We appointed an experienced Anti-trafficking advocacy officer for a period of 6 months, as agreed under the funding terms and we implemented an extensive communications campaign.
We have provided a voice to survivors of sex trafficking
November 19, 2014
We have hired a full-time Anti-Trafficking Officer to work with women and girls who are survivors of human trafficking for the purposes of sexual exploitation. We have provided representation to ensure survivors access their legal rights. We are presently assisting seventeen survivors, one of whom is a minor. We continue to advocate for enhanced protection, by leading international projects, hosting conferences and schedule meetings with important stakeholders.
On October 17th we hosted a conference with over a hundren attendees for EU Anti-Trafficking Day. The Minister for Justice and Equality delivered the keynote address. We also presented the stories of survivors and outlined our work. We have worked closely with the media to report on the issue of sex trafficking in Ireland. We have received wide coverage in print, on the radio, online, and on television on EU Anti-Trafficking Day.
Risks and challenges
Our greatest challenge in providing legal representation to survivors of trafficking for the purposes of sexual exploitation is ensuring that they are aware of our service. Survivors can be very vulnerable and may not be aware of their rights. Our Anti-Trafficking Officer does outreach work to ensure that all relevant services are familiar with our work, and refer survivors to us as early as possible.
"I was fifteen. It went on for six or seven years."
"I had his fingerprints in my neck for weeks. I couldn't breathe for a half an hour."
We will continue to assist survivors of trafficking, through our Anti-Trafficking Officer and Independent Law Centre. We plan to host three trainings with stakeholders on the importance of early legal advice in early 2015. We will also continue to advocate on behalf of victims through meetings with decision-makers and policy influencers.
Find out more about our work on our website.
Legal support enables women and girls survivors of trafficking to access their rights.
Why we care: In 2012 alone, 48 trafficking survivors were identified. 23 were children.
How we’re solving this: By providing legal representation to women and girls, survivors of trafficking.
We’ll hire a full-time Anti-Trafficking officer for 6 months to provide holistic work with women and girls who have survived human trafficking, which will include advocacy for enhanced protection and access to legal rights and assistance of the legal team at our Independent Law Centre.
The work of the anti-trafficking officer will provide the vital link between the knowledge from the individual legal cases and advocacy work based on this knowledge.
Our project will be supported by a robust communications strategy, reaching out to press, radio, television, and social media outlets. We’ll issue press releases, for example on Anti-Trafficking Day in October, to highlight the issues and engage with the media to spread these messages.

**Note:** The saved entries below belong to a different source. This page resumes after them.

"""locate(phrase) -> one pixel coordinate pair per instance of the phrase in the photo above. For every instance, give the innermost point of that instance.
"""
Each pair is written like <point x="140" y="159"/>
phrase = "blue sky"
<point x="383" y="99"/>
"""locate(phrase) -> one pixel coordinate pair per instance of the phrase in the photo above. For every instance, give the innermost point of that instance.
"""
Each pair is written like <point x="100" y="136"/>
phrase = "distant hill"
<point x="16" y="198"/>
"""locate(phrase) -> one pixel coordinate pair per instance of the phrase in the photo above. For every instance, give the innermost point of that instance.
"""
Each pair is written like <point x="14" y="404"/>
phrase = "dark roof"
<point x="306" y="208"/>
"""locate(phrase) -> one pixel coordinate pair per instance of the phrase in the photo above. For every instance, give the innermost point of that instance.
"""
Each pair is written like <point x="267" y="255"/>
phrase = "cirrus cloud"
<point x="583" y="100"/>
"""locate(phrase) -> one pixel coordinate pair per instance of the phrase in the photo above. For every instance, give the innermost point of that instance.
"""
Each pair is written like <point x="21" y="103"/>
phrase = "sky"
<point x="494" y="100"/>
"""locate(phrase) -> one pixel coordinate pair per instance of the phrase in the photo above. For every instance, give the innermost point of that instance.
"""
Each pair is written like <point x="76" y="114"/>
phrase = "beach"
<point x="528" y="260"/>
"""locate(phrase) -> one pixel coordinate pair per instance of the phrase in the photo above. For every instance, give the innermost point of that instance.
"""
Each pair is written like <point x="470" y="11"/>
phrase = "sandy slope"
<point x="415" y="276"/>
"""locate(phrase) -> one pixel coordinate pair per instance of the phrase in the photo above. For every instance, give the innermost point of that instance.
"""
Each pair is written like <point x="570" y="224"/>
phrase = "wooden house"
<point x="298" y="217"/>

We know that this issue disproportionately affects women and girls of migrant origin. They are at heightened risk of sexual violence, unplanned pregnancies, and other psychological disorders.
These women and girls are deceived by false promises of new lives in Western Europe, only to discover later that their new reality is bleak. They need our help.
We’ve been assisting victims of trafficking since 2001. Our work has a long-lasting impact as we assist and represent victims of trafficking in Ireland. Through our advocacy and communications work, we continue to change lives by providing legal representation to survivors of trafficking in Ireland.